L'article 311-48 est ainsi modifié :
I. - Le III est remplacé par les dispositions suivantes :
« III. - A. - Les coefficients prévus au II peuvent être bonifiés dans les cas et selon les modalités suivantes :
« 1° L'œuvre a bénéficié d'une aide à l'écriture ou au développement, autre qu'une aide automatique à la préparation, d'un montant minimum de 3 000 €, attribuée par une personne publique ou privée ou dans le cadre du sous-programme “MEDIA” mentionné au e du 5°, ou a fait l'objet d'un apport horaire en numéraire d'un montant minimum de 6 000 € dans le cadre d'une convention d'écriture ou de développement avec un éditeur de services de télévision ou un éditeur de services à la demande, établi en France. Cette convention est conclue au moins trois mois avant le début des prises de vues, ou pour les œuvres intégralement composées d'images préexistantes, au moins trois mois avant le début du montage. Pour les séries dont la durée cumulée des épisodes est supérieure à 156 minutes, le montant minimum de l'apport en numéraire est fixé forfaitairement à 18 000 €.

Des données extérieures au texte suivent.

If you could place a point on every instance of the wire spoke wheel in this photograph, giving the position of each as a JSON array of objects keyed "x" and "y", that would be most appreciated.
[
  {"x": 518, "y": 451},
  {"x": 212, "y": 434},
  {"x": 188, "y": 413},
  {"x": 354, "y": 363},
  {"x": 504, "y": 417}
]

« Dans ce cas, les coefficients sont augmentés de 0,1 lorsque l'œuvre a bénéficié d'une aide ou d'un apport et de 0,2 lorsque l'œuvre a bénéficié d'au moins deux aides ou apports ;
« 2° Une musique originale a été spécialement créée pour l'œuvre et donne lieu, en application de contrats conclus avec l'entreprise de production déléguée établie en France, à une rémunération minimale cumulée du ou des auteurs et du ou des artistes-interprètes de 3 000 € hors charges sociales, pour une œuvre d'une durée d'une heure. Pour les séries dont la durée cumulée des épisodes est supérieure à 156 minutes, cette rémunération minimale est de 2 400 € pour une durée cumulée d'une heure. Pour une œuvre d'une durée différente, la rémunération minimale est déterminée prorata temporis. La musique originale est utilisée pour une durée significative dans l'œuvre.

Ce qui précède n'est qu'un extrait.